Most schools, shops and private businesses were closed in the capital, the normally congested Dhaka streets were largely empty and motorways were deserted, affecting deliveries from the ports.
Police fired tear gas at scores of activists near the Communist party headquarters in Dhaka after they tried to barricade a key road and smash vehicles, local police chief Golam Sarwar said.
“They became violent and also burnt tyres on the road,” he said.
Sarwar said that no one had been reported injured.
The online edition of the Daily Star, however, said several people were hurt and that police had used pepper spray to disperse the activists.
Police also sprayed coloured water from a cannon on protesters at a road crossing, according to an eyewitness.
The strike was the eighth to hit the impoverished and politically volatile country in the last six weeks.
The country’s main opposition parties also held a strike on January 4 to protest the latest fuel price hike. They also enforced series of strikes last month demanding polls under a neutral technocrat-led caretaker administration.
Bangladesh on January 3 raised fuel prices by up to 11%, saying that the spike was needed to cut the country’s growing energy subsidy bill.
The government said the hike would save more than $300mn.
Leftwing parties said the increase was one of the strings attached by the IMF to secure a tranche of the $1bn soft loan that it agreed to provide Bangladesh in April last year.

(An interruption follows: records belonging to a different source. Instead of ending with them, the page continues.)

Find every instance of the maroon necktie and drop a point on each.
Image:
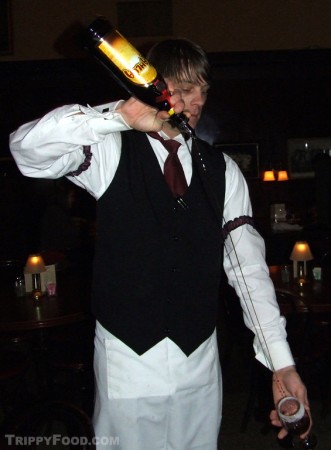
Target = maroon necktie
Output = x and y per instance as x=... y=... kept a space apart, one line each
x=173 y=170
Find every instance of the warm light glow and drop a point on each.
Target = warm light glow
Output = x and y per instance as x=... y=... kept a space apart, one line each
x=35 y=264
x=301 y=252
x=269 y=175
x=282 y=175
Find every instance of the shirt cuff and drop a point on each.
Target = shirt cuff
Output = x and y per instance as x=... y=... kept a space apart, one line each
x=280 y=354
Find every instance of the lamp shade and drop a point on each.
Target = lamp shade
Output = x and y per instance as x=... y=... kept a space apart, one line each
x=301 y=252
x=282 y=175
x=34 y=264
x=269 y=175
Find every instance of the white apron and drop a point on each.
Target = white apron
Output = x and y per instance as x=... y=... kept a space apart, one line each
x=161 y=400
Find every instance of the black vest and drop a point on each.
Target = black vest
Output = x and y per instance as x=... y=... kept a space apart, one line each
x=157 y=265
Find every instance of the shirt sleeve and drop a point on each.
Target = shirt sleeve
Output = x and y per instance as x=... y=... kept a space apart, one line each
x=52 y=147
x=248 y=274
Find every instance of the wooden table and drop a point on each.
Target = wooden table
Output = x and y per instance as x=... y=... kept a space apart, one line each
x=37 y=322
x=70 y=305
x=313 y=297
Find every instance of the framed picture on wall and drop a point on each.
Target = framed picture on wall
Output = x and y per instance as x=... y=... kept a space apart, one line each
x=302 y=153
x=246 y=155
x=5 y=28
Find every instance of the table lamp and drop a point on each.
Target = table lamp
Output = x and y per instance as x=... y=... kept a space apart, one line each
x=300 y=255
x=34 y=266
x=269 y=175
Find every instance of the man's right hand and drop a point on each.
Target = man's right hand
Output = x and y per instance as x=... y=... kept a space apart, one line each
x=142 y=117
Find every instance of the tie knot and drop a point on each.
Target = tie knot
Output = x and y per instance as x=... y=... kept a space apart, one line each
x=170 y=144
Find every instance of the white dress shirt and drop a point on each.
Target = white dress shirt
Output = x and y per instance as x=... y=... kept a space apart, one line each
x=52 y=147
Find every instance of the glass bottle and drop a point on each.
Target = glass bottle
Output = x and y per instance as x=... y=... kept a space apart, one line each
x=19 y=286
x=131 y=70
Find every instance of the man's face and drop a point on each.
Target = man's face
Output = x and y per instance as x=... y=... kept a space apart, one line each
x=194 y=96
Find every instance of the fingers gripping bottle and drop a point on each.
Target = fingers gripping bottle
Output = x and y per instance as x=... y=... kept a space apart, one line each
x=131 y=70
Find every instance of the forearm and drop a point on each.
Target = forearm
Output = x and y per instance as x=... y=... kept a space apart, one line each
x=247 y=272
x=52 y=146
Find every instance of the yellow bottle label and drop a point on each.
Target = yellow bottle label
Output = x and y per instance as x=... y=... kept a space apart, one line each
x=133 y=65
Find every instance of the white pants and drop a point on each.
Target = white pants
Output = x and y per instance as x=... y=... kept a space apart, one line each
x=161 y=400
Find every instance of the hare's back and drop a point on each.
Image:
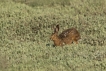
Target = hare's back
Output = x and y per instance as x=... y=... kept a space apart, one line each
x=69 y=32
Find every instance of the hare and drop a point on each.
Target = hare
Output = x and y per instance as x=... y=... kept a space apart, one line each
x=66 y=37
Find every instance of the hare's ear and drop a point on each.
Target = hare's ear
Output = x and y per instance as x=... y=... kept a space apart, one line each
x=57 y=28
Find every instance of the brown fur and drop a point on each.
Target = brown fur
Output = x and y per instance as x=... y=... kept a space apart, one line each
x=66 y=37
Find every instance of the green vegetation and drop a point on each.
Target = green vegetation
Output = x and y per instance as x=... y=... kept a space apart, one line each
x=25 y=31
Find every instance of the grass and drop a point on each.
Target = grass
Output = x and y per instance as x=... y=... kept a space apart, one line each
x=25 y=33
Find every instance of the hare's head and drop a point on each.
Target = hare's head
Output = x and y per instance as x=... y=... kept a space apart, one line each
x=55 y=33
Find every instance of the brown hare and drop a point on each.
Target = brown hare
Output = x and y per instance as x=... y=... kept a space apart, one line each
x=66 y=37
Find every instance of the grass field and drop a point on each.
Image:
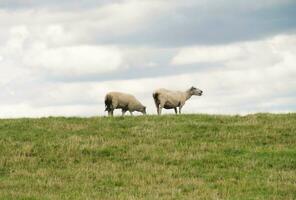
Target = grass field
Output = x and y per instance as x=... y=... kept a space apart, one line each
x=150 y=157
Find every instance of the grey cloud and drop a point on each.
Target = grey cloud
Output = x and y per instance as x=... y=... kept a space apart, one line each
x=56 y=4
x=198 y=25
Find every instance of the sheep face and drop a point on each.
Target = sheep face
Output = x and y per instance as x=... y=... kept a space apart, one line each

On Tuesday, BNP led opposition alliance formed human chains in capital Dhaka and elsewhere in the country to express no-confidence in Prime Minister Sheikh Hasina’s coalition government as its key demand for reinstating a non-party caretaker government to oversee general election remained unheeded.
Thousands of activists and supporters of former prime minister Khaleda Zia’s Bangladesh’s Nationalist Party (BNP) and its 17 allies, many with red headband, joined their hands and stood on one side of many major Dhaka streets for an hour.
Police and party sources said the anti-government demonstrations were peaceful in Dhaka and elsewhere in the country.
“People through the human walls demonstrated their no- confidence in the government,” Tariqul Islam, spokesman of BNP, said.
He said the government, which pushed the country to the brink of collapse through “looting, corruption and misrule”, should immediately meet the opposition demand for restoration of the non- party caretaker government system.
He said the alliance was trying to save people from the misrule of the government and set them free from anarchic situation now prevailing in the country where there is now “besieged democracy”.
The opposition protesters carried banners and placards demanding withdrawal of “false” cases filed against Zia’s elder son Tarique Rahman, also BNP’s senior vice-chairman, who has been in London since he was released on parole in 2008.
They also demanded release of the party’s acting secretary general Mirza Fakhrul Islam Alamgir whose bail petition was rejected by a magistrate court on December 11.
BNP and its allies had called a series of strikes earlier to protest against the annulment of the caretaker government system.
Zia has threatened to enforce a non-stop strike if Hasina’s government does not respond to her alliance’s demand for restoration of the caretaker system.